Na realidade, a atitude de Jesus é coerente com toda sua trajetória. Se algo fica claro, no relato evangélico, é seu posicionamento decidido a favor dos “últimos”, dos “pequenos”, das “crianças”, das mulheres...
Por tudo isso, não parece casual que, depois do relato no qual defende a igualdade da mulher com relação ao homem, apareça a cena de Jesus abraçando as crianças.
Seja qual for o motivo da pergunta feita pelos fariseus, a resposta de Jesus vai se centrar neste ponto: a “intuição primeira” (e, portanto, também o “horizonte”) para a qual tende a relação amorosa entre homem e mulher: “o que Deus uniu o homem não separe”. Mas Deus não une pelas leis canônicas e sim pelo amor cuja intenção é a plena comunhão entre duas pessoas. Uma coisa é a indissolubilidade canônica e outra é a fidelidade que o casal deve atualizar cada dia e em cada instante de sua convivência.

No meio de uma cultura marcadamente machista e patriarcal, Jesus desativou o machismo e rompeu com tabus intocáveis, adotando uma atitude de reconhecimento e valorização da mulher em nível de igualdade com o homem; e isso desde “o princípio”, ou seja, por vontade divina. Em um contexto no qual o mundo feminino era invisível, Jesus o fez visível, superando preconceitos e atitudes de dominação.
Ao renunciar sacralizar a sociedade patriarcal de sua época, Jesus restituiu à sua fonte original a relação entre homem e mulher, o matrimônio e a família.
Mulheres e homens aparecem em seu projeto como iguais, sem prioridade de um sexo sobre o outro.
No discipulado igualitário de Jesus, as mulheres encontraram espaço para se desenvolver em liberdade, rompendo a submissão à ordem patriarcal.
Jesus as emancipou e as fez companheiras itinerantes, em companhia dos homens, para escândalo daqueles que olhavam o corpo da mulher como perigoso e contaminante.

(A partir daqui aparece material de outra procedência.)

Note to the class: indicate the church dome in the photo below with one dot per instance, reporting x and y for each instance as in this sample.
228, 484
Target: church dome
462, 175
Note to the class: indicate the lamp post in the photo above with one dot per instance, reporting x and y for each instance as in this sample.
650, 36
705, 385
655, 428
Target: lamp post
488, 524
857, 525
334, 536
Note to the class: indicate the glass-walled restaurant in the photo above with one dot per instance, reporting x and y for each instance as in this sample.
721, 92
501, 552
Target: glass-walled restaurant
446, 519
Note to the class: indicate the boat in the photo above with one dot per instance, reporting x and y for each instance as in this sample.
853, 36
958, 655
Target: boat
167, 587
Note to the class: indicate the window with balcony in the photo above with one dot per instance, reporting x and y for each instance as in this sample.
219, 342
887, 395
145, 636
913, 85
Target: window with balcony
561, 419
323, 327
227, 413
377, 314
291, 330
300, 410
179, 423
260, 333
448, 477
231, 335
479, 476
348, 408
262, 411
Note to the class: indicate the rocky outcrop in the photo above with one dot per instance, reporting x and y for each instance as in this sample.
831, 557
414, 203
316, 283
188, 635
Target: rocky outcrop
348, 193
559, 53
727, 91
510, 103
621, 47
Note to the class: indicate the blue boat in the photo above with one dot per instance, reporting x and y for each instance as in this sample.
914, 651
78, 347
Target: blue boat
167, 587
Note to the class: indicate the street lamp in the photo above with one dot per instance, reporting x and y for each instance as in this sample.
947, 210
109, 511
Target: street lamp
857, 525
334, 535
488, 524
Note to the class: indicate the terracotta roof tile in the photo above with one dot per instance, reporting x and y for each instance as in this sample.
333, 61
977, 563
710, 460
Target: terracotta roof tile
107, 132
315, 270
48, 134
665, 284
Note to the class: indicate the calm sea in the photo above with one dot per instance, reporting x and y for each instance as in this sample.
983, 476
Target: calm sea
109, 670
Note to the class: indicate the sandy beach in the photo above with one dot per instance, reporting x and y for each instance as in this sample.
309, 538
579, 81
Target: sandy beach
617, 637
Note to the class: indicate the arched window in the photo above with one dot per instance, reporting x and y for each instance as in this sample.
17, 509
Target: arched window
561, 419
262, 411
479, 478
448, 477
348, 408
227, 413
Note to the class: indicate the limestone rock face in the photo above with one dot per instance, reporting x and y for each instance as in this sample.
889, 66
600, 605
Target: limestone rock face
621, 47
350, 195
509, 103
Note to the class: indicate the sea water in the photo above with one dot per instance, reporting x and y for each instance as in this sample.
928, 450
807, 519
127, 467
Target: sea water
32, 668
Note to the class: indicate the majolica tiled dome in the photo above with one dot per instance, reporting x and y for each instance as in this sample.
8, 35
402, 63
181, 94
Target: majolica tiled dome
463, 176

Sabemos que o ser humano se humaniza quando em companhia, e uma estável relação de casal alcança o grau mais profundo de realização humana. Esta é a chave de todo o discurso de Jesus.
Este projeto matrimonial é para Jesus a suprema expressão do amor humano. É Deus mesmo que atrai mulheres e homens para viverem unidos por um amor livre e gratuito. O matrimônio é a verdadeira escola do amor. Nenhuma outra relação humana chega a tal grau de profundidade.
O amor não é puro instinto, não é paixão, não é interesse, não é simples amizade nem simples desejo de um querer mútuo. É a capacidade de ir ao(à) outro(a) e encontrar-se com ele(ela) como pessoa, para que, no mútuo crescimento e experimentando-se como dom, ambos possam se ajudar para serem mais humanos. E uma das qualidades mais bonitas do amor é que deve estar crescendo toda a vida.
“O amor é faísca de Javé” (Cant. 8,6-7)
Nesse sentido, o matrimônio não é uma realidade estática, mas dinâmica, é chama divina, é mudança, é abertura ao novo, é projeto a ser construído cotidianamente a dois, é movimento na direção de um “Amor maior”, “amar melhor”, fundado sobre o amor incondicional de Deus.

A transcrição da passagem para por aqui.